Tag Archives: Gore Vidal

In Memoriam: Gore Vidal

Playwright, author, activist and politician Gore Vidal died on Wednesday.  A few months ago I had the thrill of seeing his 1960 play The Best Man on Broadway, where it continues to play in a star-studded revival.  And while Vidal may have been an outspoken left-wing activist, I appreciated his brutal portrayal of politics and honesty with the audience about the consequence of making public service a zero-sum game.

Gore Vidal and I shared differing political beliefs.  I viewed him as a leftist, arrogant, faux-intellectual.  Even though we never met, I’m sure Mr. Vidal would have had choice words for me as well.  And while I disagreed with his politics, I respect the passion in which he communicated his thoughts and beliefs.

In my April review of The Best Man I praised the prophetic nature in which Vidal foreshadowed the future of American politics.  The play can be hard to swallow because it doesn’t feel like we’re watching theatre, rather instead an episode of Meet the Press.  Good theatre shouldn’t just entertain, it should move us.  Seeing The Best Man accomplishes that, and makes us reckon the ongoing consequences currently endured by the tone of our politics.

Our nation is at a point where politics, and politicians, are held in such low regard that the American public is desensitized to the ongoing divineness.  Indeed Gore Vidal once said, “Every four years the naive half who vote are encouraged to believe that if we can elect a really nice man or woman President everything will be all right. But it won’t be.”  I doubt any voter truly believes that either President Obama or Governor Romney can really solve the malaise that has fallen over our capital.
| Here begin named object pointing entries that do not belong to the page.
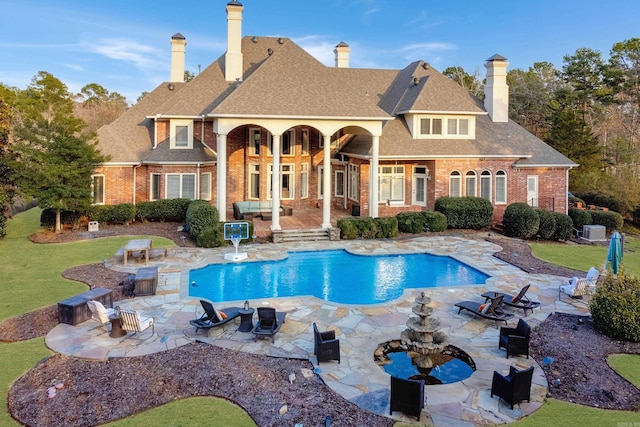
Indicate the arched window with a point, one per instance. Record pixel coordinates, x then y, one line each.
455 184
470 184
501 187
485 185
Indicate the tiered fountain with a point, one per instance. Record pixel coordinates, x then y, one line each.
423 351
422 335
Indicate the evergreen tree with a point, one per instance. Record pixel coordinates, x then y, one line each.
55 155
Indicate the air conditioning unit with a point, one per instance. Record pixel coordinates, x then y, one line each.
594 233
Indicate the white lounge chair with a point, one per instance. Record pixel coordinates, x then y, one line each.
577 288
130 320
99 312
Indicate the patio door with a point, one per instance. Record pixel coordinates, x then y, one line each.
419 186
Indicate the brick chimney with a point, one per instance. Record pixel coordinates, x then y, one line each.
233 57
178 43
496 91
342 55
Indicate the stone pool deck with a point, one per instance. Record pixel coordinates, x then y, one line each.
360 328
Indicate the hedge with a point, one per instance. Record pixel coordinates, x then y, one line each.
547 227
465 212
615 307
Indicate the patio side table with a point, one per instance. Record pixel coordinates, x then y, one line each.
116 327
246 320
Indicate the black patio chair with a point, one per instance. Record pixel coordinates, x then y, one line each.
407 396
325 345
514 387
515 340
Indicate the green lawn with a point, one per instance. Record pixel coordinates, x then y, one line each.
583 257
31 279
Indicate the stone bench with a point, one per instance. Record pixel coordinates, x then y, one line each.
75 310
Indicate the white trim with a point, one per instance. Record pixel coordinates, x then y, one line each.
172 134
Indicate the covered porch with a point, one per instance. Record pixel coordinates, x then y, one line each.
302 219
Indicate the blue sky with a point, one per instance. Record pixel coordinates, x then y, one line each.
124 45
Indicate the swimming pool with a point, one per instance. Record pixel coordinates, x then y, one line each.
332 275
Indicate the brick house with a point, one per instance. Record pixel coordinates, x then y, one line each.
266 114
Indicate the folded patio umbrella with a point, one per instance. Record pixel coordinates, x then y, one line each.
614 258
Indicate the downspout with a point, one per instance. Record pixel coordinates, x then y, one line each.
134 182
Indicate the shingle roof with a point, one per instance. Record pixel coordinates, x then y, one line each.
492 140
281 79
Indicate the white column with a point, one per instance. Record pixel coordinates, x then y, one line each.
221 180
275 184
326 182
373 177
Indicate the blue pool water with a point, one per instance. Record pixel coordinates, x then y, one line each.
334 275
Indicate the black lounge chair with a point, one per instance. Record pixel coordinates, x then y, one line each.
514 387
515 340
210 318
269 322
492 312
407 396
325 345
517 301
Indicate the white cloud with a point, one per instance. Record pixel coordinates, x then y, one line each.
142 56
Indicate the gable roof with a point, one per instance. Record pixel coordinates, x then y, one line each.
280 79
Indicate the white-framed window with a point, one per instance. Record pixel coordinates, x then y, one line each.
287 181
97 189
430 126
304 180
354 182
254 181
470 184
501 187
485 185
155 186
254 142
181 186
390 183
320 182
455 184
339 185
448 127
181 136
304 143
205 186
288 143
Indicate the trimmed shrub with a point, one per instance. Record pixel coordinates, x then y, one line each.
520 220
579 217
547 227
67 218
212 236
611 220
564 227
615 307
411 222
123 213
200 215
434 221
465 212
387 227
348 228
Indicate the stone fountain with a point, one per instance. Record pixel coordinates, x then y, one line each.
422 335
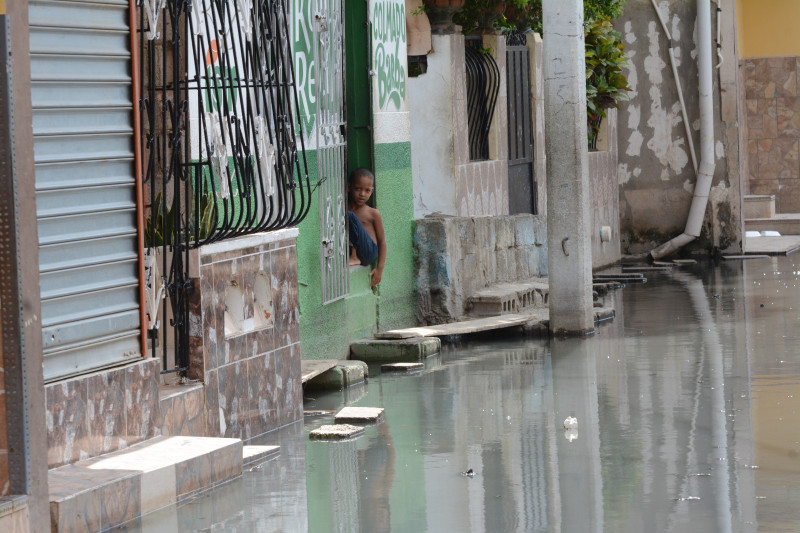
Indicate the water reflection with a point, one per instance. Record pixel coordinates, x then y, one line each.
678 400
And while Vidal may have hated the tone of American politics, he was fond to quip, “There is no human problem which could not be solved if people would simply do as I advise.”  So this weekend, in a tribute to him, go see The Best Man on Broadway or watch the 1964 movie version with Henry Fonda.  But while doing so remember, that while we can’t change a play/movie, we can change the present.  Perhaps that is Vidal’s lasting legacy.